Es gibt Investoren und es gibt Trader. Die Grenze verläuft fliessend und viele wollen gerne Investoren sein, verhalten sich dann aber in der ersten Krise wie schlechte Trader, man könnte auch sagen wie aufgescheuchte Hühner. Aber das soll heute nicht Thema sein.

Die gängige Logik für Investoren ist bekannt, man muss primär *im* Markt sein und nicht draussen, um an seinen langjährigen Gewinnen teilhaben zu können. Für viele unerfahrene Anleger ohne echtes Marktverständnis, ist sowieso Kaufen und Liegenlassen im Zweifel die bessere Strategie, als etwas timen zu wollen, obwohl Erfahrung und Mittel dafür völlig fehlen und die Psyche mit diesen Anlegern Rodeo tanzt.

Allerdings auch nur, wenn man eine belastbare Strategie für das Risikomanagement, den "Check" besitzt, denn wer will schon bei General Electric oder noch schlimmer Enron einfach liegenlassen? Dieser Tage könnte man dann noch Wirecard zur Liste hinzufügen. 😉

Aber selbst wenn sie statt Einzelaktien einen ganz breiten ETF zB auf den MSCI World gewählt haben, habe ich schon dargestellt, dass Anleger bei schweren Krisen mit 70% Minus das dann mit großen Depots auch nicht durchhalten können. Der Unterschied zwischen Theorie und Praxis eben, egal ob mit Einzelaktie oder ETF. Weswegen völlig unbedarfte Anleger ihr Geld lieber in kompetente, dritte Hände geben sollten, auch wenn diese Hände natürlich auch nur mit Wasser kochen und selber Fehler machen.

Das soll heute aber alles nicht Thema sein, heute geht es um den aktiven Anleger, umgangssprachlich auch Trader genannt, denn auch jemand der eine Aktie oder einen ETF ein Jahr hält und dabei langfristige Trendbewegungen spielt ist letztlich ein Trader, wenn auch mit langfristigem Zeithorizont.

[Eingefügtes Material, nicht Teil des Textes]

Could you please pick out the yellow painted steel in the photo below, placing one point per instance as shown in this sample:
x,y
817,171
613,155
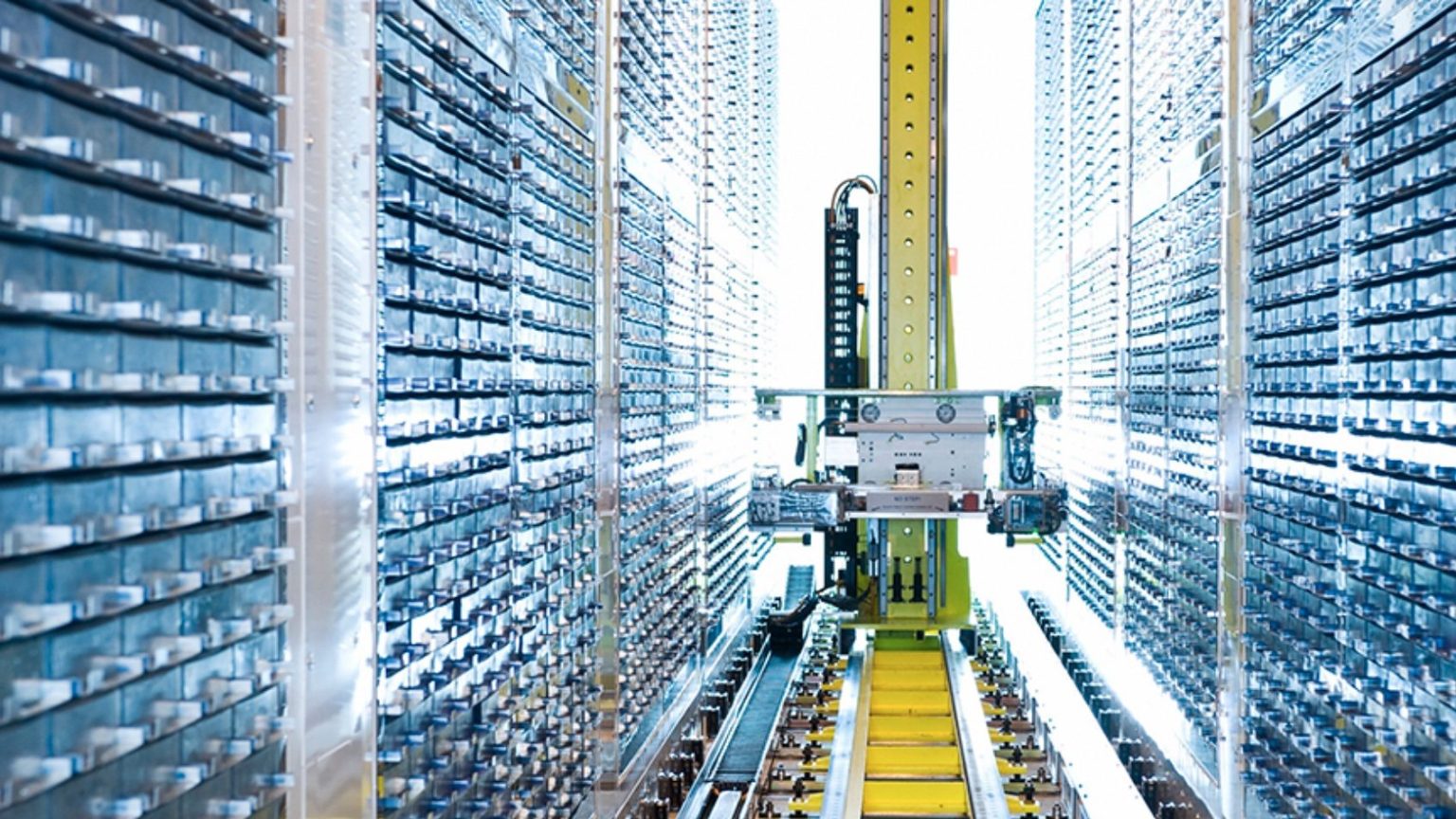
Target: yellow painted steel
x,y
912,761
925,730
890,797
810,805
919,337
910,144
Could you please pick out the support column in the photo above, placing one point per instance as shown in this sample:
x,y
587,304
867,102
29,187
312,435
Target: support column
x,y
328,235
608,414
1232,411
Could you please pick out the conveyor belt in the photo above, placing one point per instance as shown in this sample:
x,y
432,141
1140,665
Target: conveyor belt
x,y
743,755
912,755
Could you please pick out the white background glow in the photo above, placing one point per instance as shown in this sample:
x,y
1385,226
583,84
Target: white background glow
x,y
828,130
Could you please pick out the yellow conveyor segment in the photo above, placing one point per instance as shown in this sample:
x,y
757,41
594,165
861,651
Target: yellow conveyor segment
x,y
912,758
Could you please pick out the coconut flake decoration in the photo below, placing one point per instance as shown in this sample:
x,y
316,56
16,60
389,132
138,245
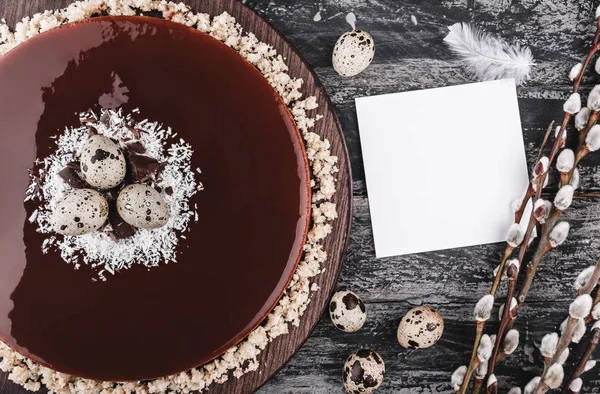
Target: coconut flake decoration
x,y
353,52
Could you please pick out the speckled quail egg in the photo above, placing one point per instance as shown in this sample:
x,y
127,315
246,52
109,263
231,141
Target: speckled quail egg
x,y
79,212
353,52
142,206
102,163
420,328
363,372
347,311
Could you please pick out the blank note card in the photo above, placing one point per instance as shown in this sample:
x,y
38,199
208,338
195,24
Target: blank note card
x,y
442,165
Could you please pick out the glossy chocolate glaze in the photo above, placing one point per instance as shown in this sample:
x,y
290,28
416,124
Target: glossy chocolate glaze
x,y
253,213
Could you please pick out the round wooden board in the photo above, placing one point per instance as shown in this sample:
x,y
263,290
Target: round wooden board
x,y
278,353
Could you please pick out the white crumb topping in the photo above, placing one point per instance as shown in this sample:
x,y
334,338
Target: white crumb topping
x,y
147,247
242,358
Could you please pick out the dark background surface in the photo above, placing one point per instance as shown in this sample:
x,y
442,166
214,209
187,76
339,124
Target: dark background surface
x,y
413,56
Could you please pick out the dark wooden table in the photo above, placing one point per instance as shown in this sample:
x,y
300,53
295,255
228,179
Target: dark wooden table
x,y
412,56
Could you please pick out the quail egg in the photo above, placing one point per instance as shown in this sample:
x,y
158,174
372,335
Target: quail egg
x,y
79,212
142,206
102,163
353,52
347,311
420,328
363,372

Ein Grundproblem das viele unerfahrene Trader und allgemein Anleger dabei haben, ist das sogenannte "Overtrading", der Versuch aus dem Markt etwas oder mehr herauszupressen, als da in Realität vorhanden ist. Und das soll heute Thema sein.

Es ist ja auch so verlockend, wir kennen es doch von "normaler" Arbeit, dass wenn wir mehr Energie hereinstecken, da in der Regel auch bessere Ergebnisse herauskommen. Wenn man sich also im normalen Leben um 19 Uhr Abends hinsetzt um etwas zu arbeiten, dann kann man da auch produktiv sein, weil man nun Zeit investiert.

Was den Markt angeht, ist das aber grundfalsch!

Der Markt muss gar nichts und wir können nur dann etwas aus dem Markt holen, wenn er bereit ist uns etwas zu geben! Dem Markt gegenüber ist Demut gefragt und die Erkenntnis dass wir kleine Nußschalen sind, die nur aufheben können, was der Markt für uns fallen lässt.

Das ist nicht unähnlich der echten Jagd, der echte Jäger kann auch nicht erzwingen, dass Wild genau dann aus dem Gebüsch kommt wenn er auf Lauer liegt, er braucht die Demut den richtigen Moment abzuwarten.

Aus den Märkten kann mal also nichts herausholen, nur weil man beschliesst sich jetzt hinzusetzen und traden zu wollen und diese Weisheit kannte schon der berühmte Jesse Livermoore:

Play the market only when all factors are in your favor. No person can play the market all the time and win. There are times when you should be completely out of the market, for emotional as well as economic reasons.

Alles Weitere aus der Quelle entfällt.